Hadoop – Think Big
The data revolution has started. Or has it?
The price for storage has fallen in recent years – even one GB
of SSD storage is expected to fall below a dollar by the
end of 2012. Clusters with thousands of machines are no longer
the standard of big corporations only. With technologies like
Apache Hadoop and HBase, a “throw nothing away culture” has become
common. Data scientists are happily sifting through all that raw
data finding ever more valuable information and extracting
business-relevant pieces that provide competitive advantages.
Machine learning helps solve problems that even a few years ago
seemed intractable. The data revolution has started. Or has it?
Reading publications on big data today gives the impression that
development processes have to be reshaped: growing amounts of data
have to be stored to remain competitive. Projects that deal with
storing, analysing and visualising data are hyped all over the
place. When taking a closer look at individual solutions in
production today, the view gets much less coherent – often
solutions are built from several different pieces at varying
maturity. It is not unusual for developers to take longer than
originally estimated to put an architecture to work.
This article tries to put data-driven development in context –
comparing and contrasting it with what is already being done in
practice. It shows how the big data technologies fit together and
where yellow elephants and machines that adapt them fit in.
Let’s start with a hypothetical example of building a web shop.
When brainstorming, requirements that comes to mind are things like
a place to store products, user data, user transactions (those that
are active e. g. “Mary bought new headphones, product ID is
9887876, they are in shipment” and also ideally past ones to be
able to make better product recommendations for Mary later). Once
the shop is in place, we may guess what changes and improvements
users might find helpful.

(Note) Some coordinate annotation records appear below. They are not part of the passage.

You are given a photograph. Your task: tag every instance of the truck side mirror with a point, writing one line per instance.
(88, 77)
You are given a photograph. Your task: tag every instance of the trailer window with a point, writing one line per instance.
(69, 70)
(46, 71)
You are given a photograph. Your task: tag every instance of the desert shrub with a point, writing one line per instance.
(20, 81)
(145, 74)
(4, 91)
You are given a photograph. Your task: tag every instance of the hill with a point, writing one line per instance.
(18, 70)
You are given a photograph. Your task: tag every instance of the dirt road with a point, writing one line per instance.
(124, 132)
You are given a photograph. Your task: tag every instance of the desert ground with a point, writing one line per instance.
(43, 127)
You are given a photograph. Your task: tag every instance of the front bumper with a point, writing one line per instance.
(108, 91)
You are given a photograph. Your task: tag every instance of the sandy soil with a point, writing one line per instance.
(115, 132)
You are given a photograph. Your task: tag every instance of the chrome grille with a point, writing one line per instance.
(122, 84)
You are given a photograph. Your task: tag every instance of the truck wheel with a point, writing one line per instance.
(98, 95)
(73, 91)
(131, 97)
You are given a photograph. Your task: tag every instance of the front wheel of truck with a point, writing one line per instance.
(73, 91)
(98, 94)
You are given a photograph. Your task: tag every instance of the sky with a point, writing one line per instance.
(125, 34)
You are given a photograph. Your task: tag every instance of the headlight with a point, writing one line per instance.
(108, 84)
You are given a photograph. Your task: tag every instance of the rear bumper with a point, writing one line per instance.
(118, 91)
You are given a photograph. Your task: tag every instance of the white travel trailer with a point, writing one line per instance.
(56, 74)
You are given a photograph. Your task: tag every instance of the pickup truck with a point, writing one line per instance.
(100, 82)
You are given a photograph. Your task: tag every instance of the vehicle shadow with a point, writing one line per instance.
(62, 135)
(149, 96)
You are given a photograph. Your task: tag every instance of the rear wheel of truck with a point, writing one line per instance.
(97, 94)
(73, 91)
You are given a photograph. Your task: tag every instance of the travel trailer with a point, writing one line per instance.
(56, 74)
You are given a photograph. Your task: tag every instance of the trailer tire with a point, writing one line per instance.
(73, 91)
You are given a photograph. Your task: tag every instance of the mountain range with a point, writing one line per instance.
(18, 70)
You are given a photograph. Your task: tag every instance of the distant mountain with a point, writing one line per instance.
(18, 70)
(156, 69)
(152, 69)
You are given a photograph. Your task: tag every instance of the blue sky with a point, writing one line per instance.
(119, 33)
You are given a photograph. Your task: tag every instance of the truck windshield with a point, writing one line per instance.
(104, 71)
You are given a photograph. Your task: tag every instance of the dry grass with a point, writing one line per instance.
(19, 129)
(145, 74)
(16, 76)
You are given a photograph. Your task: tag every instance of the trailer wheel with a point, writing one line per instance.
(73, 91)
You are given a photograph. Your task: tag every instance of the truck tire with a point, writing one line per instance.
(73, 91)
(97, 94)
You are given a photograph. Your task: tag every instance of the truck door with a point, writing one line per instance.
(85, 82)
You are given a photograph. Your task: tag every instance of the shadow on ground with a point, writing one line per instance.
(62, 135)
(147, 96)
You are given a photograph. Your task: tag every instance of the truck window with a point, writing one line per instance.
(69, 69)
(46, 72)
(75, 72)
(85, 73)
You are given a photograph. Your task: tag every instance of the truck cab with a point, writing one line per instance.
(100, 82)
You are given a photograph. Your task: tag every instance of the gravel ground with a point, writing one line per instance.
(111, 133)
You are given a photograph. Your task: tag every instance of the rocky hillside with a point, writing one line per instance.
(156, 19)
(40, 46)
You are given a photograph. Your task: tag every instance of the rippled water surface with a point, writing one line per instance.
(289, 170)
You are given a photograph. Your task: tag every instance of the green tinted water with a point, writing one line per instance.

We might explicitly ask Mary for her
suggestions. However, average users are very lazy: they only
provide feedback very rarely.
What is easier is to watch users online: watching what products
they look at, which ones they end up buying, investigating what
pages have the highest rate of users leaving the site, what pages
are typical entry pages. When going down that road, development
turns into a cycle of four steps:
The four steps of development:
1. Observe how users interact with the application – that will
lead to finding multiple deficiencies with varying benefits when
fixed: Product search might not be ideal, in that users often
search for headphones in a particular colour, but colour might not
yet be indexed. Users might be searching for the “Buy” button as it
is not at the very top of the page.
2. Orient by defining in which direction the application should
be improved – decide which deficiency to fix in your next iteration
and define what criteria to measure how successful your fix was:
Make the colour of headphones navigable and expect to double
headphone sales within a month.
3. Decide what to implement – Implementation details may differ,
in our toy example options may be to make the colour of
headphones part of the index so users can search for them,
or include them in a faceting user interface.
4. Act – implement the fix.
In the end, the cycle begins again, by observing how users react
to your fix. That last step is what feedback can be made on the
current and future implementation. The tighter that cycle can be
made, the faster feedback can flow back into development, the more
likely a project is to outpace its competitors (Figure 1).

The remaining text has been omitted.